Francisca Costa - 5 set. 23:04
Quem cala consente
Quem cala consente
Opinião de Francisca Costa
O governo tem mantido um silêncio estratégico relativamente aos tópicos mais polémicos na esperança de que, ao não se pronunciar, esses assuntos não serão discutidos ou comentados. Esta última semana não foi exceção, tendo o governo deliberadamente ignorado o ataque israelita aos enviados da RTP na Cisjordânia.
A incoerência na comunicação política por parte do executivo é clara: por um lado bombardeia o espaço mediático com medidas que quer anunciar em tempo recorde; por outro, esquiva-se do debate público quando a violação de direitos humanos e verdadeiros bombardeamentos acontecem.
É sabido que o genocídio em Gaza e o reconhecimento da Palestina não são questões consensuais no continente europeu, apesar de serem cada vez mais consensuais na política internacional fora do ocidente.
Dos 193 países que fazem parte das Nações Unidas, 143 reconheceram a Palestina enquanto Estado, estando a maior parte dos países europeus, incluindo Portugal, posicionados do lado errado da história.
Ainda antes do ataque de 7 de outubro, que intensificou a ocupação israelita na Palestina, organizações como a Amnistia Internacional e a Human Rights Watch já tinham alertado para os crimes de apartheid praticados por Israel.

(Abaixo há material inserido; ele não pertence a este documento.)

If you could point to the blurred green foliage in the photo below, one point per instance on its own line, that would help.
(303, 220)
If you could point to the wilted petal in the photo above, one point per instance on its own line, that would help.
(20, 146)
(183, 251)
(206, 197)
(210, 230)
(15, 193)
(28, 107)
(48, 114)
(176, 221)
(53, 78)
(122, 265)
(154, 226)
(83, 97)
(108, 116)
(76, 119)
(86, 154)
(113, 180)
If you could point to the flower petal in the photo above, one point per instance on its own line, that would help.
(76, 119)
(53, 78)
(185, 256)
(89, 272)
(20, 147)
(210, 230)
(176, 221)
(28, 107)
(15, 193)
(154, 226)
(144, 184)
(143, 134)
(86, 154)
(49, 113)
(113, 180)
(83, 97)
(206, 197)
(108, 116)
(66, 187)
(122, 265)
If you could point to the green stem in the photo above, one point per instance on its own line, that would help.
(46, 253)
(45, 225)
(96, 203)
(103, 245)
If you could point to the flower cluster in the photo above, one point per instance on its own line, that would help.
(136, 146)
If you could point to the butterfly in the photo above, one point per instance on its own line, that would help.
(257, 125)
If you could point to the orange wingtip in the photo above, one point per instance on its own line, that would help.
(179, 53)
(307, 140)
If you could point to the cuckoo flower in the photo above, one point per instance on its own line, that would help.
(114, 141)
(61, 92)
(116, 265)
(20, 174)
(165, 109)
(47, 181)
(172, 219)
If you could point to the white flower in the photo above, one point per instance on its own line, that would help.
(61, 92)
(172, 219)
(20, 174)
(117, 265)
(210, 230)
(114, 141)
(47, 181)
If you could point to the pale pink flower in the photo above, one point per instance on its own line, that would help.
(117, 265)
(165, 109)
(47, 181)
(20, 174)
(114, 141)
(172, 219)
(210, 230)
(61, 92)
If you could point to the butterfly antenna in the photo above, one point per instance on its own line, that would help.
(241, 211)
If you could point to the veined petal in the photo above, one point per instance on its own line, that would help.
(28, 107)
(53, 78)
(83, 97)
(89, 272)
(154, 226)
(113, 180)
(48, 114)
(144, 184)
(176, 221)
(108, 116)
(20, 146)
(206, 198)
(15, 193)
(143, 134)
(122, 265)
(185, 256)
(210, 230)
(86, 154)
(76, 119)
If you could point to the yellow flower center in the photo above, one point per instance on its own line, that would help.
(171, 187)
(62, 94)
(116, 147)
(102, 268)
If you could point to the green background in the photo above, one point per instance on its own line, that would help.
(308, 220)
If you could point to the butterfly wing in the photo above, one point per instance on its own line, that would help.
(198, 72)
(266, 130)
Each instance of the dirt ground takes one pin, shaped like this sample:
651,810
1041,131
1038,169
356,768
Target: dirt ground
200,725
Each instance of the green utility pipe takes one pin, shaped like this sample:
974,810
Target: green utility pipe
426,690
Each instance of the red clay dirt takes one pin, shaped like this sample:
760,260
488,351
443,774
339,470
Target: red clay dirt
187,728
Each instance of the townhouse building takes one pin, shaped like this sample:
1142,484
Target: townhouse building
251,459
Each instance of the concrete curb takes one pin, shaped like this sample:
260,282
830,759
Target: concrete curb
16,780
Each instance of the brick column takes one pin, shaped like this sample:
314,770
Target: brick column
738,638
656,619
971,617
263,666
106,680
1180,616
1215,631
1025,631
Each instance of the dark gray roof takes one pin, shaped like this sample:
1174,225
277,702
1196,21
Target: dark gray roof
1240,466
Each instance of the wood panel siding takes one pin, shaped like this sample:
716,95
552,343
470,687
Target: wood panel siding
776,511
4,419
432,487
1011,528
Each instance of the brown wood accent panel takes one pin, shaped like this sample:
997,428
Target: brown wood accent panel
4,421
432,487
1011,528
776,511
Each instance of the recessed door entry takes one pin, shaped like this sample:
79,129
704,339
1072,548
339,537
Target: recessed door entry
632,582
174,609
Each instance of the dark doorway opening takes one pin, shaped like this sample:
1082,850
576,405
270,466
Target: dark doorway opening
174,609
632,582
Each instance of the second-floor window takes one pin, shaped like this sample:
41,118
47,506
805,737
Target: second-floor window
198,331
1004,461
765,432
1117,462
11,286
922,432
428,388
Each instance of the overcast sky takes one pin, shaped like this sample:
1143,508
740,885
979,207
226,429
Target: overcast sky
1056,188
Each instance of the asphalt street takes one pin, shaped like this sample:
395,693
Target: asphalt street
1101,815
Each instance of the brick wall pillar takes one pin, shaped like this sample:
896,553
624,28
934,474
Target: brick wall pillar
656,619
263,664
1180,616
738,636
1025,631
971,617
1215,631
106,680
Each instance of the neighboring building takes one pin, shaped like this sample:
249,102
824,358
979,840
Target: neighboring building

Já em julho de 2024, o Tribunal de Justiça Internacional considerou ilegal a presença israelita em territórios palestinianos. Esta decisão poderia ter sido a oportunidade perfeita para o governo se posicionar a favor dos Direitos Humanos mas mesmo assim, manteve-se em silêncio.
Não fosse suficientemente grave esta falta de posicionamento político ao nível internacional, na última semana o silêncio do governo tornou-se ainda mais alarmante. Na tentativa de fazer a cobertura mediática dos acontecimentos no Médio Oriente, o carro dos enviados da RTP foi alvo de tiros israelitas no território da Cisjordânia. Previsivelmente, o governo atuou mais uma vez da forma que nos tem habituado, mesmo sabendo que estiveram em risco cidadãos portugueses e a televisão pública que o próprio governo representa.
Este silêncio torna-se ensurdecedor, representando uma desresponsabilização e manipulação do debate público, centrado nos assuntos que mais convêm politicamente. Ao evitar pronunciar-se sobre temas polémicos, o governo tenta desviar a atenção abafando discussões que exigem respostas incómodas e de verdadeira coragem política digna da democracia que representa.
A expressão "quem cala consente" é perfeitamente ilustrativa deste posicionamento. O executivo está a consentir e a ser cúmplice de crimes contra a Humanidade, atentados aos Direitos Humanos e até mesmo a ataques direcionados aos cidadãos que deveria proteger. Embora possamos reconhecer que a política externa portuguesa enfrenta dilemas complexos, especialmente devido a pressões diplomáticas europeias e interesses económicos, há momentos em que o silêncio é uma escolha moralmente insustentável. Manter-se neutro ou omisso face a estas questões não representa apenas uma falha política, mas um fracasso ético.
E assim o governo persiste, de silêncio em silêncio até que os holofotes mediáticos se concentrem apenas naquilo que mais lhe convém. Fecha os olhos a um genocídio que perdura há décadas e que todos os dias é noticiado. Ao evitar agir ou pronunciar-se, torna-se não apenas um espectador passivo, como também cúmplice de uma sucessão de acontecimentos que, à medida que o tempo passa, se tornarão cada vez mais impossíveis de justificar.